Pairwise tests, often used post-hoc after finding a significant main effect in ANOVA, involve comparing each pair of groups to identify which groups significantly differ from each other. Here are some generalized guidelines for reporting pairwise comparisons in-text:

  1. Specify the Test Used:

    • Clearly mention the specific pairwise comparison test used (e.g., Tukey’s HSD, Bonferroni, LSD, etc.).
  2. Report Specific Comparisons:

    • Explicitly mention which group pairs were compared and provide the relevant test statistics.
  3. Report Significance Levels:

    • Clearly indicate the p-value or significance level for each pair being compared.
    • Mention whether the p-values were adjusted for multiple comparisons and by which method.
  4. Use Appropriate Notation:

    • Use appropriate notation for statistical values (e.g., “p < .05”).
  5. Provide Descriptive Statistics:

    • Optionally, provide means and standard deviations or standard errors for the groups being compared to give context to the differences.

Example Format:

“[Test name] post-hoc tests were conducted to compare the means between each group. There was a statistically significant difference between [Group A] and [Group B] (p = [p-value]), with [Group A] ([Mean A] ± [SD A]) having [higher/lower] [dependent variable] than [Group B] ([Mean B] ± [SD B]). However, the difference between [Group C] and [Group D] was not statistically significant (p = [p-value]).”

Example:

“Tukey’s HSD post-hoc tests were performed to elucidate the pairs of nutrient levels that differed significantly. A statistically significant difference was identified between the low (M = 3.21, SD = 1.12) and high (M = 5.76, SD = 1.34) nutrient conditions (p = .003).
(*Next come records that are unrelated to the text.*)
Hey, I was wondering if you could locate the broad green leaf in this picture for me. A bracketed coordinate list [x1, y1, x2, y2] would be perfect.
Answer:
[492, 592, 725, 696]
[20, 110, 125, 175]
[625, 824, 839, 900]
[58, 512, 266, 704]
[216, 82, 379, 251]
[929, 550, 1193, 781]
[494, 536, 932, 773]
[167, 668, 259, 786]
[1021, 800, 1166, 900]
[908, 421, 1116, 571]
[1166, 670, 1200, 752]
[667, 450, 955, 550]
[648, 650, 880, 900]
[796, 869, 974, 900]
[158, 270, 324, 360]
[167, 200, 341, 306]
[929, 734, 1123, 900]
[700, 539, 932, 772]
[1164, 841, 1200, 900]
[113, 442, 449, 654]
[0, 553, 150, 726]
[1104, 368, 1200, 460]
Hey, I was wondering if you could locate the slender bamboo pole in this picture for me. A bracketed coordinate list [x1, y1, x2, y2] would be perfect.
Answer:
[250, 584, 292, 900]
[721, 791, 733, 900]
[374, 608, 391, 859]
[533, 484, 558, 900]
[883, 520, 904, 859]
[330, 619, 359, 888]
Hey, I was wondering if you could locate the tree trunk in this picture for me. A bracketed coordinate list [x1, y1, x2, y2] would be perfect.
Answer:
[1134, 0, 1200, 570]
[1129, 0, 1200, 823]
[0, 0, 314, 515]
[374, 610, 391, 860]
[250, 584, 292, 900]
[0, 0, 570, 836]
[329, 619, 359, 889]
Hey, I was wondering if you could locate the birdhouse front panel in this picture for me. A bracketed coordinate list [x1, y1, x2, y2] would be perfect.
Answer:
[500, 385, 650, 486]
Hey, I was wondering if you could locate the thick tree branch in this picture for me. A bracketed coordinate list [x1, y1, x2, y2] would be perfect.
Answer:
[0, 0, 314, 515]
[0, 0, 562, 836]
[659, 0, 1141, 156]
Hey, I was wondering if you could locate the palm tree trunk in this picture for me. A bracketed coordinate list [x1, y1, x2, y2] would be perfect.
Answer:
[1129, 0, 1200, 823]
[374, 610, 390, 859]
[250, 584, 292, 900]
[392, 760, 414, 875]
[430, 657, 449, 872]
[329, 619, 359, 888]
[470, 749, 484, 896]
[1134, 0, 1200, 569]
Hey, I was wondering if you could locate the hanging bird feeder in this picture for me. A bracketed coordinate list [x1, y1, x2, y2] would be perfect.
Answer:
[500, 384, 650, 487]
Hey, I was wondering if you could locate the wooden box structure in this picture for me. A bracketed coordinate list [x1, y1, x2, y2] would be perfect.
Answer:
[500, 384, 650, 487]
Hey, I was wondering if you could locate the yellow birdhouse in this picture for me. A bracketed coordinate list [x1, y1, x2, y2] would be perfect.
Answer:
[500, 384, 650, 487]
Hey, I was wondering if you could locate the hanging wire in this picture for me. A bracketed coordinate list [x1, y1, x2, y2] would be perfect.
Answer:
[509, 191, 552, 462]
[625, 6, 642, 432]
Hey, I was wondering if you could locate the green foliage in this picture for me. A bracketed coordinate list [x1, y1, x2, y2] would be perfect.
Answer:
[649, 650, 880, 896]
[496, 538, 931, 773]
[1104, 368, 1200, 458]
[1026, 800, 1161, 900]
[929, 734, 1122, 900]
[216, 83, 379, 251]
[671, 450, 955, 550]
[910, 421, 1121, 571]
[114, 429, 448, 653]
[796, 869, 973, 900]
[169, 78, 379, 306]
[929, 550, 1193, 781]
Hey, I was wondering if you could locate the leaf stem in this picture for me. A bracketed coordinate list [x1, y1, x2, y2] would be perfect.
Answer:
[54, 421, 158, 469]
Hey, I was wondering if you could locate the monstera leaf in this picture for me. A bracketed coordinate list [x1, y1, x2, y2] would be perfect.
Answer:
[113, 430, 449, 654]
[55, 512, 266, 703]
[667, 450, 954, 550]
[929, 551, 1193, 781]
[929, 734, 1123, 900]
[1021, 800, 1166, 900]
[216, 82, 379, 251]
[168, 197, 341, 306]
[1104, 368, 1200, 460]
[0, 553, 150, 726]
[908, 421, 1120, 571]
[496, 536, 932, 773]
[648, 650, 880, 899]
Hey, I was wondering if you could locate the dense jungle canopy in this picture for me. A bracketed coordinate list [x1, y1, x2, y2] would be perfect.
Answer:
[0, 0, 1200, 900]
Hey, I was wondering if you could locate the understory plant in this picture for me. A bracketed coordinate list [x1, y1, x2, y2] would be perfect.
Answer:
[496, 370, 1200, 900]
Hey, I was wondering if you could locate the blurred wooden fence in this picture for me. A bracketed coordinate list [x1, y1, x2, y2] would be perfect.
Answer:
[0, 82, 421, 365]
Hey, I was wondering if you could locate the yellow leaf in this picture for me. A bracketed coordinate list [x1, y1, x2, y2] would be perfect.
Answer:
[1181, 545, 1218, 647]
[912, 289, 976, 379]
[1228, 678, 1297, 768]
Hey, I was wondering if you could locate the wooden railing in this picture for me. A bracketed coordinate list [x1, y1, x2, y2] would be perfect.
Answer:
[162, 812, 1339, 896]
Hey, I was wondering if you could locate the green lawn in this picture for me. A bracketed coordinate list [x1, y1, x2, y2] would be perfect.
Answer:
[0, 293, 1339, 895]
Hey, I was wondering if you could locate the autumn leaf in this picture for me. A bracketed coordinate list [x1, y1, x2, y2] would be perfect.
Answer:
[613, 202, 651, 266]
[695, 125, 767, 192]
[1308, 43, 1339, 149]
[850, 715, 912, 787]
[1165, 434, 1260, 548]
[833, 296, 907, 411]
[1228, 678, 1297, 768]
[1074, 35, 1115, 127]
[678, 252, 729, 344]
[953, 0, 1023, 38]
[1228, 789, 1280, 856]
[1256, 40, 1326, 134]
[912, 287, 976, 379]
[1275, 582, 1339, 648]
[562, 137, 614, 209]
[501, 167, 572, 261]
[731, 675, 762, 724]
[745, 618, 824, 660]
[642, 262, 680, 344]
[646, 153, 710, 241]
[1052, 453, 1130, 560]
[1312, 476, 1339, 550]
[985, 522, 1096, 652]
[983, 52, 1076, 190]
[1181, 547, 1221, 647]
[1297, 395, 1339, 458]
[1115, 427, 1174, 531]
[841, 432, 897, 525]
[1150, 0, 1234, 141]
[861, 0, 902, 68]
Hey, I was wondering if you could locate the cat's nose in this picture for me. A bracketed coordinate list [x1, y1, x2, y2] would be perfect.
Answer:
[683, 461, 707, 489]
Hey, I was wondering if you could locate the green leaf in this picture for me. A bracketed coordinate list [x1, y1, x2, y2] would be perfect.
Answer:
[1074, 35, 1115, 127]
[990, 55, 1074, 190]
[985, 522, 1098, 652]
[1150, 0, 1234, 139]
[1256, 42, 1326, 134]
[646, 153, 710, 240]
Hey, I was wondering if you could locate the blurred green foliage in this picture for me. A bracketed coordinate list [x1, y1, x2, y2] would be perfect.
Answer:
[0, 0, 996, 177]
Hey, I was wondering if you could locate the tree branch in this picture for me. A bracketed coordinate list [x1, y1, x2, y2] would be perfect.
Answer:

Conversely, the medium (M = 4.23, SD = 1.09) and high nutrient conditions did not significantly differ (p = .079).”

Additional Notes:

  • Follow the rules: Ensure that your reporting adheres to the guidelines and conventions of your field and any publication or course guidelines.
  • Be Consistent: Ensure consistent reporting of descriptive and inferential statistics across all pairs.
  • Be Transparent: Always be explicit about the methods and adjustments used in the analysis.
  • Ensure Clarity: Make sure your reporting is clear, precise, and interpretable by your intended audience.
  • Discuss Practically: Ensure to also discuss the practical or scientific implications of any significant pairwise differences identified.
  • Show it: Complement statistical findings with visualizations, such as bar charts or box plots, to aid in interpretation and engagement.